Aquella imagen de las películas norteamericanas de hace algunas décadas, de los reporteros abandonando la sala a todo correr para ganar un teléfono y desde él dictar a alguien en la redacción los pormenores de una nota caliente, si había existido al principio, ya se había perdido completamente. Aun periódicos como La Jornada, El Heraldo o Milenio, actualizaban sus páginas electrónicas a eso del medio día con los datos de la Mañanera, señal de que se tomaban las cosas con la mayor calma, y es que sus reporteros estrella estaban dedicados a hacer lo de todos los días, corretear las notas de primera plana, entre las cuales no aparecía más que rarísima vez lo que el presidente de entonces tuviera que decir. López Obrador estaba furioso con ese estado de cosas, pero cosa nada curiosa, no le hicieron caso los medios, pues si se convertían en repetidores de las notas mañaneras, perderían lo que les quedara de credibilidad.
De ninguna manera voy a decir que soy yo un excelente analista de la personalidad de las personas, yo más bien no le creo nada a nadie, nada de lo que dicen y solo algunas de las cosas que hacen.
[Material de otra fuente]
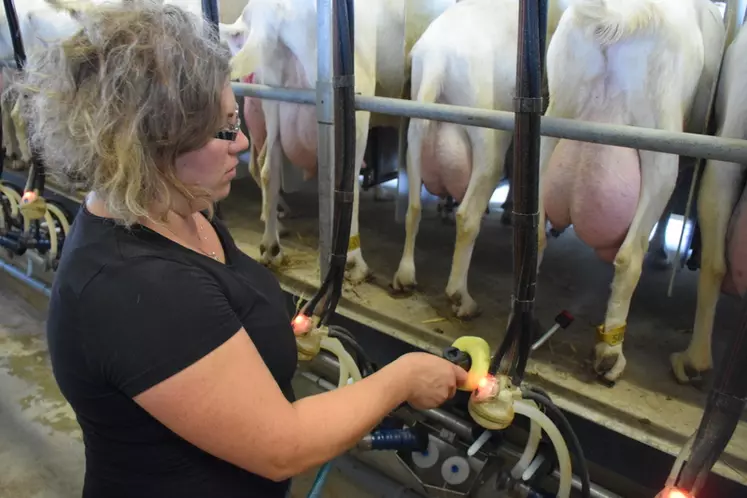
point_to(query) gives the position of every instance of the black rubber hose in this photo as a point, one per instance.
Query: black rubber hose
(343, 67)
(365, 364)
(557, 416)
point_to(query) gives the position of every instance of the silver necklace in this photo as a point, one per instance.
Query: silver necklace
(200, 235)
(212, 253)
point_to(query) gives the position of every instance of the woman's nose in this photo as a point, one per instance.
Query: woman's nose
(240, 144)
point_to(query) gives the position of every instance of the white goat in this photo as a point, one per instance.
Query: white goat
(648, 63)
(721, 216)
(278, 45)
(466, 57)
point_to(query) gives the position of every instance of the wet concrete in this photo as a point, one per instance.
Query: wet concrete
(41, 449)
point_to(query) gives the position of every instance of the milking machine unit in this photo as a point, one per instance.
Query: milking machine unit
(28, 221)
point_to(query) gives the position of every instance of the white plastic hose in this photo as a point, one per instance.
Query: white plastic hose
(561, 449)
(530, 450)
(348, 367)
(684, 454)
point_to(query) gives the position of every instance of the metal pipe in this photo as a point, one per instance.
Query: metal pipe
(685, 144)
(455, 424)
(30, 281)
(326, 103)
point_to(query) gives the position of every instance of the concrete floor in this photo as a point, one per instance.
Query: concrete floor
(41, 450)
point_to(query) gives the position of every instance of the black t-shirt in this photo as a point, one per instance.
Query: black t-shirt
(130, 308)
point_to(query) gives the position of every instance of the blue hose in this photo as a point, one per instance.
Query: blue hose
(321, 478)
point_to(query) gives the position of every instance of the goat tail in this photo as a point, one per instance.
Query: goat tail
(612, 20)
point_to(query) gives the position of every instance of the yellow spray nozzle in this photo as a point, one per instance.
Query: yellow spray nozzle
(479, 351)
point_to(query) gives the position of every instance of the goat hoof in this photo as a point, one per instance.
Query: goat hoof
(658, 259)
(463, 306)
(609, 361)
(686, 371)
(273, 256)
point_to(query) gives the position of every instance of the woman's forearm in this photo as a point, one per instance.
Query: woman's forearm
(330, 423)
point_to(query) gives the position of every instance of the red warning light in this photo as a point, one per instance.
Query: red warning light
(676, 493)
(485, 386)
(301, 324)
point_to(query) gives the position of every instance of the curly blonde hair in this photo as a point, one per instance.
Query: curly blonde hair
(111, 107)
A mi en lo personal, el desempeño de Claudia Sheinbaum no me parece en absoluto sobresaliente, sino más bien mediocre, la veo obligada a desempeñar el tristísimo papel de tapadera de los actos de corrupción de los morenistas del sexenio pasado y los de este, que repiten o siguen enquistados, si no en la nómina, sí en los padrones de proveedores. Tampoco me parece que sea una persona poseedora de las cualidades que atraen simpatías, como tampoco de las que suman respaldos, y sin embargo sus indicadores de popularidad están por los cielos.
Algunas de las encuestadoras que documentan el aspecto de la popularidad, a lo mejor queriendo dar una imagen de profesionalismo del que la mayoría de ellas carecen, no se restringen a preguntar sobre el respaldo a la persona, sino que la contrastan con otros elementos, específicamente con la función de gobernar, aunque se cuidan mucho de sacar conclusiones que les pudieran perjudicar en sus contratos, se quedan antes de esto, y le dejan las conclusiones a cada quien, si es que alguien quiere sacarlas.
Se nos ocurre por ejemplo una encuesta de este tipo, con ganas de conocer un poco más sobre este disparatado asunto: ¿apoya el desempeño de la presidenta Sheinbaum?, esa es la de cajón, la que siempre se reporta positiva, y que el encuestado sabe que tiene que responder afirmativamente y si es numérica, hasta arriba, pero le podríamos agregar ¿le parece coherente el discurso de la presidenta Sheinbaum?, aquí el encuestado comenzaría a pasar aceite, porque se ve, allí están los miles de videos, que a la presidenta le cuesta mucho articular respuestas coherentes a las preguntas; otra, ¿le parecen buenos sus chistes?, y aquí sí que podrían descoserse, porque la pobrecita presidenta tiene una capacidad histriónica que tiende a cero, hasta lástima da; otra más ¿le parece que la presidenta se controla bien, mantiene la ecuanimidad en todo momento, como debe corresponder a un mandatario (a)?, son muchos los que dicen que Sheinbaum es muy enojona, que en las juntas de seguridad y de gabinete está cercana a perder el control, y que en varias ocasiones lo ha hecho, hasta en eventos públicos, en donde le da por regañar, por exigir, por mangonear, este es un asunto crítico, porque el control es vital para alguien de responsabilidad, indispensable para quien ocupa la presidenta. Se puede preguntar sobre su imaginación, y allí también sale fallando, como dijera una clásica, esposa de Ya Saben Quien, la inteligencia no le sobra… a la hora que se le atora la carreta sale con ¿Por qué no hablan de García Luna?, no es posible que alguien sea popular con tal falta de capacidad para responder.
Pero en fin, son las encuestas de a cada rato. No hablamos de aspectos como la economía, la seguridad, la salud o la educación, que deberían ser determinantes de la popularidad, nos quedamos con lo de la persona, pero repetimos, ¿no le parece sospechosa?